Toda essa uva vai virar vinho... Mas o contexto da conversa era assim: encontrara um Brunello com apenas seu nome e uma sigla a identificar o produtor. Sem maiores informações, Don Flavitxo faz a seguinte consideração: talvez alguém tivesse as uvas (da região de Montalcino) e após a vinificação faltou coragem de colocar o nome no vinho produzido. Não deixa de ter sentido. Por outro lado, às vezes lendo sobre produtores, vinhedos, safras, ficamos 'acostumados' àqueles de maior nome, fama ou importância. Mas como em quase tudo - nas artes, nos esportes e, por que não, na produção de vinho? - precisamos ter aquele grosso que faz o básico - a mediocridade - para que desse caldo surjam os expoentes. É só uma reflexão, mas tem algo a ver com o vinho desta feita.
Barolo Langates 2010
Barolo Langates 2010 apareceu em S. Carlos por uma pequena adega. Seu proprietário, um italiano recém-chegado ao Brasil, tinha por ideal vender produtos de sua saudosa pátria. Encontrei Lagates lá, com a seguinte informação no contra-rótulo:
Produzido e engarrafado por CN/5190 em nome de Nova Terra SRL, seguido por dados do importador e distribuidor. Depois de comprar alguns produtos simples, como o simpático 'La Fata Galanti' e alguns exemplares do Terre dei Savoia, achei que valeria a pena arriscar um pouco mais. Todos esses vinhos são representados pela
Italyswine, um projeto italiano destinado a alavancar o vinho de pequenos produtores (ou nem tanto) no mercado mundial, com ênfase nos EUA e no Brasil. Bem, voltando: havia encontrado na internet apenas uma 'entrada' para o Barolo Langates, e seu preço apontava para a faixa de 40 dólares, ou euros. A loja acabou entrando em colapso, e pelo preço ofertado pelas garrafas acabei ficando com duas. O Jaci ficou com uma também, que bebemos há cerca de três anos. Estava muito bom, boa fruta, bem equilibrado, pronto para beber. Eis que passado algum tempo, resolvi visitá-lo. Sempre tive comigo - muito mais da literatura do que da experiência - que Barolos precisam de uma década para amadurecer. Langates 2010 alcançou a maturidade. Acho até que não será longa. Mas quem sou eu... Tem presença de fruta, mas não tão marcada. Poderíamos dizê-lo 'austero'? Mostrou-se, com 10 anos, um vinho um pouco diferente daquele tipo de vinho com o qual estou mais acostumado. Menos nariz, mais boca. No segundo dia (quando escrevo), continuava de igual proporção, boca melhor. Mas apareceu algum chocolate, também presente na boca. Ainda mostrou evolução. Acidez e persistência boas, álcool aparece discretamente. Tem suas arestas. Fiquei pensando como ele se encaixaria no contexto da introdução. Um vinhedo de segunda? Terceira? Que tipo de vinho é esse? Um grande vinho? Jamais. Um bom vinho? Em qual contexto estamos falando? Somente europeus? Sendo assim, tenho muitas compras melhores (de vinho europeu, não necessariamente de Barolos). Um vinho de terroir? Não conheço tanto Barolos, mas de uma coisa eu sei: tem boa acidez, característica para mim muito cara. Sua persistência é
agradável. Não é tão grande, mas é fácil de notar como tem boa presença. E isso faz toda a diferença... para o bem ou para o mal.

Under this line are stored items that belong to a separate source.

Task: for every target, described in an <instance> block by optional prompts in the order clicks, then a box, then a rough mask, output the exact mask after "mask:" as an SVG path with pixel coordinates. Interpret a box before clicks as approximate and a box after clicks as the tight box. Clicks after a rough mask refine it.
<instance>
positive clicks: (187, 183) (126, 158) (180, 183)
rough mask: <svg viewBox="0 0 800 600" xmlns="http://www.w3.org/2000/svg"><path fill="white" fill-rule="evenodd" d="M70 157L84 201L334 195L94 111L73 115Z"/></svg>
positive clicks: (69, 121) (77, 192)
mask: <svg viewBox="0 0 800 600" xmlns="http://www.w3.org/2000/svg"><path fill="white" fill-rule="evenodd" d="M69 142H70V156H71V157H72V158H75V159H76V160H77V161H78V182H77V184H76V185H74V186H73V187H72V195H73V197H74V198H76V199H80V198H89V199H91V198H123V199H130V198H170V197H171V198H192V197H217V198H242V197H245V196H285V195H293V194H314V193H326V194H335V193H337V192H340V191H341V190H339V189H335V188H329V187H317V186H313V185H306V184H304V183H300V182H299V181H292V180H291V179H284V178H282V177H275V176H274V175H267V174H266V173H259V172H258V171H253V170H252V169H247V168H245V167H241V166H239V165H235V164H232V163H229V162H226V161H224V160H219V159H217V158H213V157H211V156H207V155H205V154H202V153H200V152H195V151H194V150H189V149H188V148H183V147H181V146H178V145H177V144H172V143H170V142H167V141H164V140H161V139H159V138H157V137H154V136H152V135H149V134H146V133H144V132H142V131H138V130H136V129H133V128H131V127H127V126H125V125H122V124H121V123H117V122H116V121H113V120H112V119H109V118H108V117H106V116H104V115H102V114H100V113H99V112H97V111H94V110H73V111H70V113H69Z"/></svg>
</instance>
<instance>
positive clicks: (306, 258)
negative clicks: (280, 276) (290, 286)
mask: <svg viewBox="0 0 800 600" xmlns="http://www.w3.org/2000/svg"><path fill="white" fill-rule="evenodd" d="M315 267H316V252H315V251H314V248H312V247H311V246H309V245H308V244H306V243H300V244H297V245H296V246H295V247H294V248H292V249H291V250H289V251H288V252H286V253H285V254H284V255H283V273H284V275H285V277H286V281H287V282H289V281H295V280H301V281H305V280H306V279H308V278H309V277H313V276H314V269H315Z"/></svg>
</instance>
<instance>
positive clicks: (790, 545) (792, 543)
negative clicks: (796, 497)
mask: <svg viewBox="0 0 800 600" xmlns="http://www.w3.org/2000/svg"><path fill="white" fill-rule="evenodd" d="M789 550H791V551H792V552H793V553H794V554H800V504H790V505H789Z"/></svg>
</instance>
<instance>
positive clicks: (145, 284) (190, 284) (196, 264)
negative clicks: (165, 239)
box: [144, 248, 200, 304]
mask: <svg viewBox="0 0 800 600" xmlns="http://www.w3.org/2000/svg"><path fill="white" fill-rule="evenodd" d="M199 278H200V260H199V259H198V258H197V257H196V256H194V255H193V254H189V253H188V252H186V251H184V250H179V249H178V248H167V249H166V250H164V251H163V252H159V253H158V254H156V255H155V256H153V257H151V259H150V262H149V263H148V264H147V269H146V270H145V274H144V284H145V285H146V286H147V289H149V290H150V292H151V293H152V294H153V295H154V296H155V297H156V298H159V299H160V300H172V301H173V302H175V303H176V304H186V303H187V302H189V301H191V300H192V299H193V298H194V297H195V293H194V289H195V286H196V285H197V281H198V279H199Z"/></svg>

Gosto de tentar contextualizar o vinho que provo com o que está no mercado. Talvez em outros lugares isso não faça sentido. Aqui fez, e todo ele: o mercado está desregulado, o consumidor é um otário... (lamento dizê-lo). Vou compará-lo, qualidade e preço, com um vinho do qual já bebi várias garrafas, e venho bebendo de duas safras ao longo do tempo, em suas cepas Syrah e Cabernet. O Terrunyo, da Concha y Toro. Seu preço subiu no Chile, desde que trouxe uma mala dele. Foi minha última compra mais pesada de chilenos, logo depois dos tempos da Grande Alta de Preços, que aconteceu ali por 2009. Essa remessa veio provavelmente em 2011, 2012. Paguei então 16 ou 17 'Luca' (mil pesos). Atualmente, 26. OK, teve inflação por lá. Aqui, há um tempo estava por até R$ 160 na 'promo', R$ 230 fora dela. Atualmente (pasme!) R$ 378 no sítio do importador https://www.terrunyo.com.br/. Mas também R$ 350 na Wine e... R$ 240 na www.vinomundi.com.br. Não vou entrar no mérito da safra ou da uva. É um vinho 'De Prodecência' como disse algum tolo certa vez, então vamos assumir que seu custo não deveria variar muito de safra ou de uva. Mas como vimos, varia. O preço, quero dizer. 😕 A qualidade é sempre a mesma...
Bem, comparado a Terrunyo (CS/Syrah), safras '08/'09, Langates é francamente superior. É como aquelas velhas estórias: categoria, honestidade, caráter... têm-se ou não se tem. Quem tem, não menciona. Quem não tem, invoca. Estou falando da acidez. Terrunyo fatalmente tem melhor nariz, mas comprando ambos, boca a boca, a acidez faz toda a diferença quando a harmonização proposta é um bifão de angus com um acompanhamento básico. Encontrei safra mais recente de Langates em uma loja de internet com a qual estou enfrentando problemas na compra de outro produto. Ainda não darei seu nome, mas volto ao assunto se o desfecho não for satisfatório para o consumidor. Bem, nessa loja o preço de Langates é... R$ 250,00. Esse preço iguala o
patamar inferior de Terrunyo. Lembremos que Terrunyo situa-se no
patamar superior de seu produtor, ficando abaixo somente do Don Melchor. Langates é um produto até quase sem produtor. Qem o fez, sequer arriscou a colocar o nome no rótulo; preferiu identificar-se um obscuro nome "CN/5190"...
Então, a pergunta que não quer calar: o que estamos bebendo, em termos de vinhos sul-americano? Quanto estamos pagando por isso? Estamos presenciando o crème de la crème sul-americano fazendo força para encarar um concorrente que tem vergonha de estampar o próprio nome no rótulo? É isso? Paro para pensar, levo as mãos à cabeça e penso comigo: - Tô tão errado? Então onde foi que errei, nessa análise?